A church harvest supper in a village pub ended in tragedy when a member of the congregation was killed and 31 others suffered food poisoning after eating a shepherd’s pie filled with hash that had was poorly prepared by a chef in a hurry.
Elizabeth Neuman, 92, vomited several times after eating the pie and died as other parishioners fell “from an unpleasant illness” and three of those present only escaped because they were vegetarians, the Reading Court learned.
The cook, John Croucher, who at the time was a chef at Crewe Arms in the Northamptonshire village of Hinton-in-the-Hedges, was given a four-month prison sentence, suspended for 12 months, after have admitted a charge of food regulation violation.
Defending himself in court, Croucher, 40, said: “I hate to say it, I really hate to say it, but I think I was rushed. I was rushing. He said he had worked in kitchens for 20 years and was now “a better chef” due to “horrible and horrible circumstances”.
He added: “remorse is an understatement. It is something that I will never forget. Because of this I’m a better chef and it’s just a shame the cost must have been what it was.
Judge Sarah Campbell said: “On October 8, 2018, 35 villagers came to Crewe Arms for a harvest meal. Thirty-two people ate the shepherd’s pie. A healthy person died from gastrointestinal bleeding caused by vomiting. No sentence that I pronounce can reflect the loss caused to the family.
“Croucher was the chef that night. The mince was not cooked properly and was placed in a saucepan with ice water. Croucher needed to go, so put the mince in cling film and put it in the fridge overnight. After leaving it, he baked it again and added hot mashed potatoes. It did not take the temperature when it was served.
The court heard that members of the Holy Trinity Church congregation did not want retaliation against the pub, its owner, Neil Billingham, or Croucher, who no longer works there.

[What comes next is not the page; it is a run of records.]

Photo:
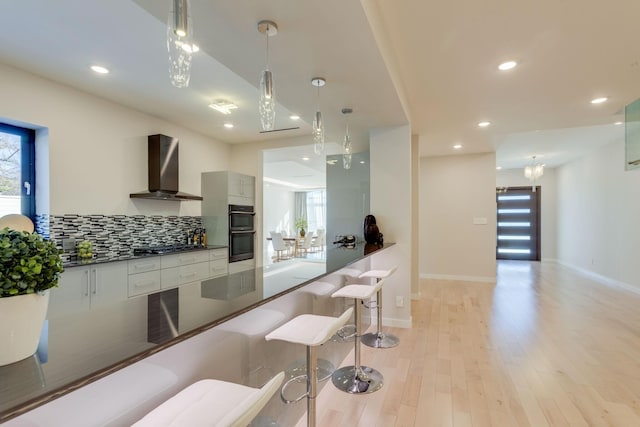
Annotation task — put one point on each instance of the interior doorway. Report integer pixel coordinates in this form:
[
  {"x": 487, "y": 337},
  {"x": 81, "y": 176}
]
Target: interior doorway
[{"x": 518, "y": 219}]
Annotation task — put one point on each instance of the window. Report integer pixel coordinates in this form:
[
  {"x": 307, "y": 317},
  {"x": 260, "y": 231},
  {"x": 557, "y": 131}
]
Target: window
[
  {"x": 316, "y": 209},
  {"x": 17, "y": 171}
]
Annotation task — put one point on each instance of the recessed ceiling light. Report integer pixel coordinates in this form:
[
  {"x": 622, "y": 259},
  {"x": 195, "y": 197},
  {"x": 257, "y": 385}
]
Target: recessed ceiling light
[
  {"x": 222, "y": 106},
  {"x": 99, "y": 69},
  {"x": 507, "y": 65}
]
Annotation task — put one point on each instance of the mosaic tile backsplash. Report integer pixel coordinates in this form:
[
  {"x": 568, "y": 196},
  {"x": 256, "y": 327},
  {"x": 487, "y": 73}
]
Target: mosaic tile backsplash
[{"x": 116, "y": 235}]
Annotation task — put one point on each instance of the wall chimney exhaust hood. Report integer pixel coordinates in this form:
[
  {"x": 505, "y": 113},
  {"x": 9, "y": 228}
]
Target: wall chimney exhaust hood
[{"x": 163, "y": 171}]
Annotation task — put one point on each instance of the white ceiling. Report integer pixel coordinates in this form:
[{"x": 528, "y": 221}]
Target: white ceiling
[{"x": 429, "y": 64}]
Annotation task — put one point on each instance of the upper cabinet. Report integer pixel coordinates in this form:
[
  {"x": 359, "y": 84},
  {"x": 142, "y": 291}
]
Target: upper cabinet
[
  {"x": 229, "y": 188},
  {"x": 241, "y": 189}
]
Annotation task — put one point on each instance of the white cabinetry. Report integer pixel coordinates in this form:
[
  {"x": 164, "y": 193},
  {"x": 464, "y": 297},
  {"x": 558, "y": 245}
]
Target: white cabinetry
[
  {"x": 144, "y": 276},
  {"x": 219, "y": 190},
  {"x": 241, "y": 189},
  {"x": 87, "y": 287},
  {"x": 154, "y": 273}
]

But the judge expressed concern over the pub’s record, saying: “The Crewe Arms is an important pub for the local community. I have read many references from community members. They all said it was a one-time mistake, but based on the evidence, it wasn’t a one-time mistake.
“The pub should have taken steps to improve. Inspections in 2015 gave it three stars and in 2017 only gave it one star.
Defending Billingham and his company, the Bobcat Pub Co, Christopher Hopkins told the judge: “You will see Billingham visited the local residents who were affected shortly after, to apologize for the incident. He also asks me to express his condolences to the Neuman family on his behalf.
Billingham, of Northampton, who admitted three food violation charges was fined £ 9,000 and court costs £ 1,000. His company has been fined almost £ 3,000.